William Biscombe Gardner (1847 – 23 February 1919, Tunbridge Wells) was a British painter and wood-engraver. Working in both watercolour and oils, he exhibited widely in London in the late 19th century at venues such as the Royal Academy and the Grosvenor Gallery. From 1896 he lived at Thirlestane Court.

He illustrated a number of books featuring the British landscape (see below), notably Kent, Canterbury, and The Peak Country. He also drew scenes from the Welsh Elan Valley in the 1890s, before it was flooded to form the Elan Valley Reservoirs, which appeared in two books by Grant Allen (see "illustrated Books" below).

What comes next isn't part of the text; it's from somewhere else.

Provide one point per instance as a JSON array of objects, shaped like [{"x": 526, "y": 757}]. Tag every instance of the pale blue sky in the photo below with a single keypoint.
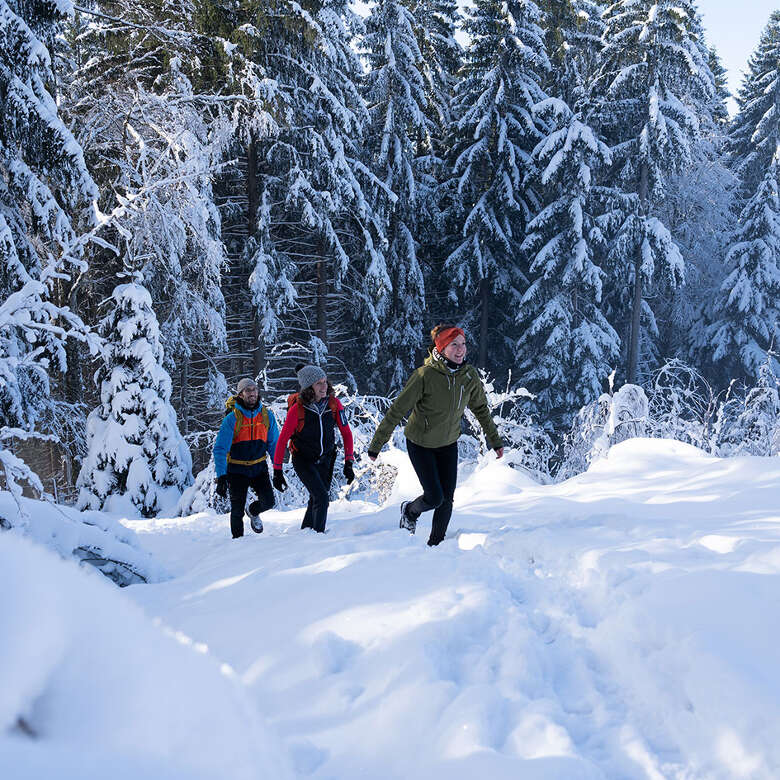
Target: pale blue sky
[{"x": 734, "y": 29}]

However, it was as a superlative wood-engraver that he was mainly known in his lifetime. He "raised the art of wood-engraving to a very high pitch of excellence" remarked the Kent and Sussex Courier in 1916. His prints (sometimes large) were widely published in many British magazines of the day such as The Pall Mall Gazette, The Illustrated London News, The English Illustrated Magazine and The Magazine of Art. He was a firm advocate of traditional wood-engraving considering it to be the most versatile in comparison to the more conventional methods of engraving and etching, or more recent methods including "process illustration".

==Selected paintings==

- Apple Blossom.
- Chiddingstone from the corner of the churchyard.
- The Deserted Cottage, Penbury.
- A Game of Ball.
- Packing the Golden Hops.
- The Pantiles, Tunbridge Wells.
- The Question of the Day.
- Their Old Home' Pembury nr Tunbridge Wells.

==Illustrated books==
- Allen, Grant. Drowning for Liverpool : Lake Vyrnwy and the end of old LLanwyddyn, 1887–89.
- Allen, Grant. A submerged village – Llanwddyn (Mar 1890)
- Gardner, W. Biscombe. Dickens country – watercolours (London: Adam & Charles Black)
- Gardner, W. Biscombe. The garden of England; Kent by brush and Pen (J. Salmon Ltd, 1995).
- Morris, J E. The Peak Country (London: Adam & Charles Black, 1914).
- Shore, W. Teignmouth. Canterbury (Adam & Charles Black, April 1907).
- Shore, W. Teignmouth. Kent (London: Adam & Charles Black, 1907).